El presidente del PP en el Ayuntamiento de Barcelona, Alberto Fernández Díaz, tras la canallada de Colau de quitar la plaza Hispanidad reclamó la “despolitización del nomenclátor de las calles dado que los criterios del Ayuntamiento son partidistas a la hora de nombrar espacios de la ciudad”. Fernández Díaz recordó que en los últimos años ha habido diferentes polémicas como la de conceder una calle a Vicenç Ballester i Canals, el creador de la “estelada”, la retirada del nombre de Juan Carlos I a una plaza o el cambio de nombre de la plaza Llucmajor por plaza de la República.

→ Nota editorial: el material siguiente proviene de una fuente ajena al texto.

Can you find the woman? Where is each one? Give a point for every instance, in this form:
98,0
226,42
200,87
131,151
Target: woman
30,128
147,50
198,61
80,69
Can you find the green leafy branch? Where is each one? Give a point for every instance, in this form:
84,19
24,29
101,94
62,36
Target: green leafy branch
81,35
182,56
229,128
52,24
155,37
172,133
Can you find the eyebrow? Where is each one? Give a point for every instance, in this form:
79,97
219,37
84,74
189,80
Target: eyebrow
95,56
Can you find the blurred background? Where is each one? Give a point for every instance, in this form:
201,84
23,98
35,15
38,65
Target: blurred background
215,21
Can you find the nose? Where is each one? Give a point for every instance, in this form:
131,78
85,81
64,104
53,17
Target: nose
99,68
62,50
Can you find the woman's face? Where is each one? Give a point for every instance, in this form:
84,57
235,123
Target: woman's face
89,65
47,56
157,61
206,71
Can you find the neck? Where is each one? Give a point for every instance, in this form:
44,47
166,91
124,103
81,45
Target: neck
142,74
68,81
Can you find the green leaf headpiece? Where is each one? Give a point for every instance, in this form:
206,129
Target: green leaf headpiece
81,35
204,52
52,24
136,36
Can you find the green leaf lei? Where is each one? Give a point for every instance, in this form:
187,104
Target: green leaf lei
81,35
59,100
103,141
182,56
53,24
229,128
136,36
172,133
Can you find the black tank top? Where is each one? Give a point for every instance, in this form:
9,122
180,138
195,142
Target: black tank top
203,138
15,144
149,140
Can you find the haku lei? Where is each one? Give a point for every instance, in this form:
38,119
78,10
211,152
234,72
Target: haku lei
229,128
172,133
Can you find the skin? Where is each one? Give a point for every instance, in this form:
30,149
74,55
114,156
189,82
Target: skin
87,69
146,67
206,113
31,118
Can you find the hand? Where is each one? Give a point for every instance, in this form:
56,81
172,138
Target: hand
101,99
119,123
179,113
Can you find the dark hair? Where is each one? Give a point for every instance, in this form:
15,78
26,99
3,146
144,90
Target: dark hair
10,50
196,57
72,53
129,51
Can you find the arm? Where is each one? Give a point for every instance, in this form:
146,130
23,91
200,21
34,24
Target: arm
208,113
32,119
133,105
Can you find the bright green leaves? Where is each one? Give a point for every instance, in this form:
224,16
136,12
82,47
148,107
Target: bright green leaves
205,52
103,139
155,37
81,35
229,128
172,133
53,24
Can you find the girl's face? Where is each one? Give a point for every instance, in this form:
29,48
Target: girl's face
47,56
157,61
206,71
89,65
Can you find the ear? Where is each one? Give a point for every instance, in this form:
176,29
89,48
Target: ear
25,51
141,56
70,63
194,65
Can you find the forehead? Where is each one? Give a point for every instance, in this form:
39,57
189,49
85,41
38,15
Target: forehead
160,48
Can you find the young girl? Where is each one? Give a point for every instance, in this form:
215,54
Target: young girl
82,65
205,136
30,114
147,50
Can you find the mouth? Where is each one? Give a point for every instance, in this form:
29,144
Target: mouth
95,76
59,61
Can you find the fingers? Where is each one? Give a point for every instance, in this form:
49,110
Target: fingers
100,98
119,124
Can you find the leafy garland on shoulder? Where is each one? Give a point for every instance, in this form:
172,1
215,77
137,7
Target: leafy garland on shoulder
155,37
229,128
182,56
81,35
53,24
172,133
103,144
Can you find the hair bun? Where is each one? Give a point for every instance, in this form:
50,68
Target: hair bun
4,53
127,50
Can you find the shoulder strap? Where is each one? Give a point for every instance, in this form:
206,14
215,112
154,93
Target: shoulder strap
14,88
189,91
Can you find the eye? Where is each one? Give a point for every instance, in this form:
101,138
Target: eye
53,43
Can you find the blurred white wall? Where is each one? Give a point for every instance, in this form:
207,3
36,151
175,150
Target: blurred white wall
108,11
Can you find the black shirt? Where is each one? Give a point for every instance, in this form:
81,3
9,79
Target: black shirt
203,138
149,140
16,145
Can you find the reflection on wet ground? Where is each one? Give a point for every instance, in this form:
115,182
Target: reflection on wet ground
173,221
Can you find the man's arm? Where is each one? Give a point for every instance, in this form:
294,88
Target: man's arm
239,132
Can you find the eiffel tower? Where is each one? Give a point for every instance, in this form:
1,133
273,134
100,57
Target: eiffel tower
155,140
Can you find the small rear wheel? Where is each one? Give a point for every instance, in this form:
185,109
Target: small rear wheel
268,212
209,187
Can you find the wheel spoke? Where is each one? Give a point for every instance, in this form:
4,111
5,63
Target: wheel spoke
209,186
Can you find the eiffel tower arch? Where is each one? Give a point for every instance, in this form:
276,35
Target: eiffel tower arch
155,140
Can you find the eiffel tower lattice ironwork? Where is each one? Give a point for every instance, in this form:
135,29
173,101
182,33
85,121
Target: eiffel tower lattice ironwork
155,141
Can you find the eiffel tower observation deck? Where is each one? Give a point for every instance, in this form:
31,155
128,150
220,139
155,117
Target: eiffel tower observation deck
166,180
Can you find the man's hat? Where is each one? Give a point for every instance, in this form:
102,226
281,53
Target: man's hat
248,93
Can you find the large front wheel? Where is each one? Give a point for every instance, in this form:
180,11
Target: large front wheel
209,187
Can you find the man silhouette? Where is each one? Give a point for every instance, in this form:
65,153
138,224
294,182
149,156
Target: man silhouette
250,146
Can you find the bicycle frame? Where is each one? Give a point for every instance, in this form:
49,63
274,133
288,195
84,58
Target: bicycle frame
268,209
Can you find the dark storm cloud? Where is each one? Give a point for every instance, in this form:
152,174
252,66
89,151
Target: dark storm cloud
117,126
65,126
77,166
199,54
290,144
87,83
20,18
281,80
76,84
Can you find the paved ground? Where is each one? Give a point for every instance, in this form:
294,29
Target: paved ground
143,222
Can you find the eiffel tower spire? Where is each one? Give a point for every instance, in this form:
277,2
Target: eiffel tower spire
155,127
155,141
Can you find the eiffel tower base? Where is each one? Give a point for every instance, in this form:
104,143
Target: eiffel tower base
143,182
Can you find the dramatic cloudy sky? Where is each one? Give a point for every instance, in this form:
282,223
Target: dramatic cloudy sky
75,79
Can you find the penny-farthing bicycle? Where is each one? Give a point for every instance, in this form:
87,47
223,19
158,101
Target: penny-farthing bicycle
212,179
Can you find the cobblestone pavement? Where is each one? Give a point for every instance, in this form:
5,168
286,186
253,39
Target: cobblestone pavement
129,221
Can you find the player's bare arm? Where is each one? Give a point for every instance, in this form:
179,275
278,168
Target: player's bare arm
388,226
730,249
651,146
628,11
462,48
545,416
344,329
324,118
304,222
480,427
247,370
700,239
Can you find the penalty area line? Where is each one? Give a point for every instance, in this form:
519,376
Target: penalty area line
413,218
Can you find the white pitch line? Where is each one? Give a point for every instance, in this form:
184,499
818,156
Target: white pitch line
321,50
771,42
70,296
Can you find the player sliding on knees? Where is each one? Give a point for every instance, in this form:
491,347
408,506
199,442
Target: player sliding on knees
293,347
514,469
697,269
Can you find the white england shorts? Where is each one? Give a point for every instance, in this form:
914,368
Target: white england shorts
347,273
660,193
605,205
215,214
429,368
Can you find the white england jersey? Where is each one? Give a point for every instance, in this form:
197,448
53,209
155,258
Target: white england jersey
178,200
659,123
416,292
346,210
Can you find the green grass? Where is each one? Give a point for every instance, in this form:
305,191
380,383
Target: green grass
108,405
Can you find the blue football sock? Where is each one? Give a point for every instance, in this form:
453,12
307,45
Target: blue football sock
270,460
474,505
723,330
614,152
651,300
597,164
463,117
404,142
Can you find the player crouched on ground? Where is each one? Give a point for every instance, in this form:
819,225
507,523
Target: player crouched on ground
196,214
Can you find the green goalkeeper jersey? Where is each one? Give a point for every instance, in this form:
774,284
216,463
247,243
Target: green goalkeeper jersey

Por fin la bonancible, hippie y flower-power Ada Colau saca su verdadera cara, la versión que siempre amagaba tener, pero que no se animaba a sacar a flote. Resulta que se cambia una Plaza, la de la Hispanidad, que representa la unión de dos mundos, por la del escritor comunista Pablo Neruda.

Aquí lo que se aprecia es un ejercicio de sectarismo importante, dado que el motivo que esgrime la alcaldesa antidesahucios es que el descubrimiento de América, supuso un genocidio de las razas autóctonas. Indudablemente la feliz alcaldesa desconoce que tanto los Reyes Católicos, como su nieto, el Emperador Carlos I, promulgaron sendas Leyes de Indias, en función de las cuales, era imperativo respetar a todos los niveles a los habitantes del Nuevo Mundo, además de difundir la Fe Católica por todo el continente.

Este hecho tan bonito, se sustituye por homenajear a un escritor, ciertamente de calidad, como es Pablo Neruda, pero de tendencias comunistas, las cuales están trasnochadas en el tiempo y que tantos millones de muertos han dejado en la humanidad.